Smith's first novel Like and her previous short story collection Free Love demonstrate a mischievous disregard for readers' expectations, a characteristic evident here. In "Blank Card", anonymously sent flowers spark curiosity then passion between two lovers who invent playful vignettes of disguised identity which explore the erotic potential of the imagination.
On the surface, the tales appear disparate, but on deeper consideration, there are myriad connections. "The theme is power" opens up like a Russian doll to reveal tales within tales. The first episode echoes Red Riding Hood and is firmly rooted in time and place: the year is 1979, the location Trafalgar Square. A headscarfed woman approaches two young Scots girls who trust her sufficiently to share the details of their lives. Gradually however they perceive her to be a malevolent force. In allegorical terms, she represents the negativity associated with the Thatcher age, luring the girls, aptly enough, with the promise of consumerist riches. Apparently Red Riding Hood, all grown up and at full tilt, perpetuates the sins of the wolf. But then with Ali Smith, matters aren't always what they seem.

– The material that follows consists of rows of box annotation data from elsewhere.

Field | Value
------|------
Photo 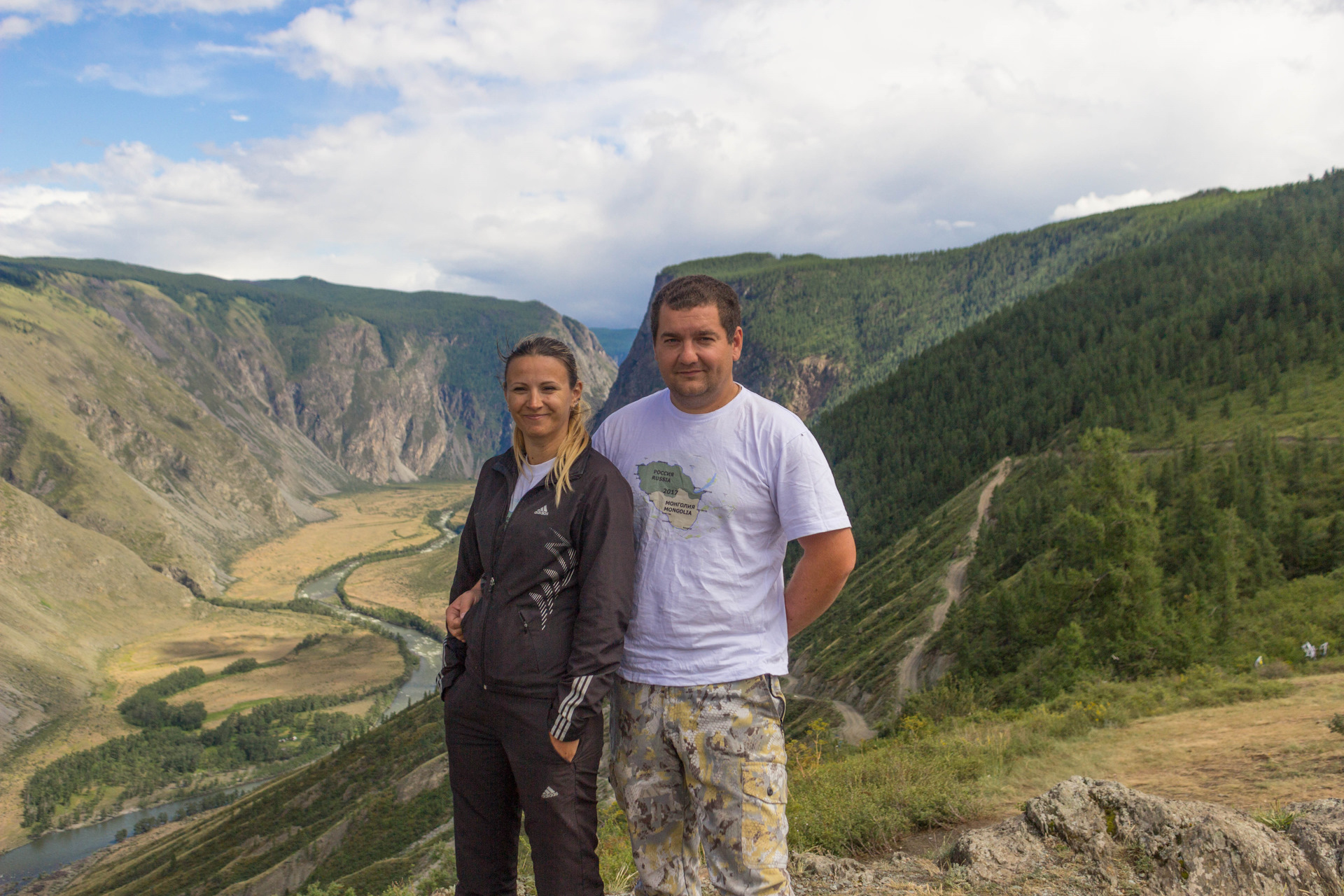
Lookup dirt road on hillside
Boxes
[897,456,1012,700]
[831,700,878,747]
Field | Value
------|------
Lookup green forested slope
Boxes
[816,172,1344,554]
[602,190,1265,419]
[934,424,1344,705]
[63,700,451,896]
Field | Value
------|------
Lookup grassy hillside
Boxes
[0,275,295,592]
[603,183,1265,419]
[0,482,202,849]
[816,172,1344,554]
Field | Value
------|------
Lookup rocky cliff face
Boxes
[0,259,615,585]
[602,191,1259,419]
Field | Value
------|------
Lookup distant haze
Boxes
[0,0,1344,326]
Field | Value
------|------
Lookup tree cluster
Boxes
[816,172,1344,552]
[934,428,1344,705]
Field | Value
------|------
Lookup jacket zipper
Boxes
[481,456,583,690]
[481,473,546,690]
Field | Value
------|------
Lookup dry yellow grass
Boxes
[168,629,402,713]
[345,541,457,624]
[225,482,476,601]
[995,673,1344,816]
[105,607,352,705]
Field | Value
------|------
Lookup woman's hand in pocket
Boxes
[444,582,481,642]
[551,735,580,762]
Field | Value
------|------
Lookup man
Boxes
[593,275,855,896]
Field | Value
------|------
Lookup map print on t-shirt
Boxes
[636,461,714,529]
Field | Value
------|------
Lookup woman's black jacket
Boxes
[440,447,634,740]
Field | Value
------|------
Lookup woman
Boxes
[441,336,634,896]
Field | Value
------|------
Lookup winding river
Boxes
[0,513,457,895]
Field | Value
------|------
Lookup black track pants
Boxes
[444,674,602,896]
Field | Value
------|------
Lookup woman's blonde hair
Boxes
[504,336,589,506]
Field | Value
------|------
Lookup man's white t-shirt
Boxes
[593,387,849,685]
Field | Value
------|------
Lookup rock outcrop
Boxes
[951,776,1344,896]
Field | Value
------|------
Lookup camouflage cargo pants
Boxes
[612,676,793,896]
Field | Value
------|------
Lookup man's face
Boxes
[653,304,742,406]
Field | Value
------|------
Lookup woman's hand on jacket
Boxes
[551,735,580,762]
[444,582,481,643]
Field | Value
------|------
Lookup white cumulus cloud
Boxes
[0,0,1344,323]
[1050,188,1184,220]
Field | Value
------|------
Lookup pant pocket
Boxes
[764,674,788,722]
[738,762,789,868]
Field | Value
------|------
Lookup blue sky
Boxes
[0,4,396,174]
[0,0,1344,326]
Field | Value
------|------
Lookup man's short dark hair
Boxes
[649,274,742,340]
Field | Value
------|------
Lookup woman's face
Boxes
[504,355,583,454]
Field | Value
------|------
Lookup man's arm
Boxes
[783,529,856,638]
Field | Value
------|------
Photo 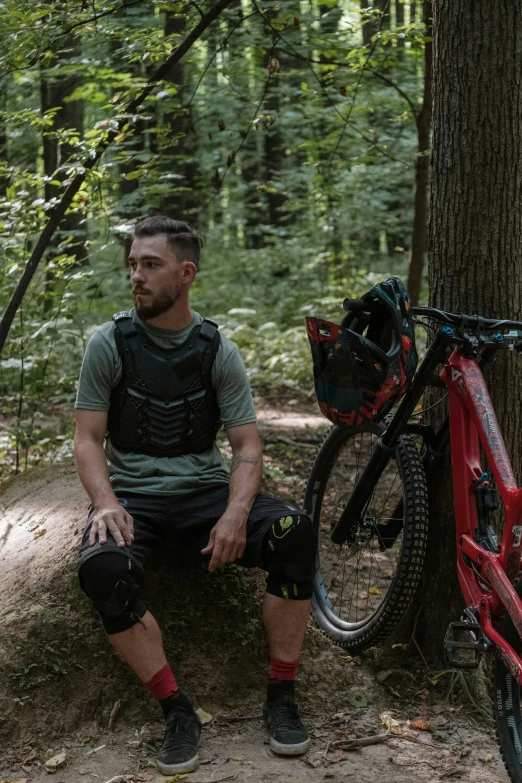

"Kasia's Mother's Mother's Story" marks a small departure, featuring as it does a character who inspires immediate empathy. Caught in an apparent war situation, at the outset Kasia appears devoutly religious, a piety she instils in her daughters. It emerges gradually however that Kasia's religiosity is a survival strategy. She mimics the churchgoers' rituals and steals a plain wooden crucifix to display in her home: as visible to the outsider as to her family within. Kasia trusts no one. Not even the kindly old woman who shares their block. She burns their personal belongings, believing these actions will save their lives.
She recollects a previous life as her thoughts return to her childhood and the memory of some Chekhov stories gifted by her father. She recalls the family home which is described in terms of a voyeur peering through a window. The lack of historical setting becomes clear, emphasising as it does history's cyclical nature and the similarity of Kasia's plight to that of her own mother and her grandmother before.
In practical terms, she believes the cross enables her to leave her own daughters in safety to search for food. Whether she believes its religious significance is a matter sidestepped by the narrator who stresses instead the human need to believe. Despite their current circumstances, whether the next generation perpetuates the mistakes of the previous ones is a matter for them to decide. From the political climate of the 1980s characterised by the loss of society and the associated desire for extreme consumerism, and Kasia's rootless frugal existence here, the hope is that her own daughters can invent a new model. The message contained in the idealistic epigraph is no substitute for more practical strategies of intervention by both men and women, personal responsibility and mutual trust.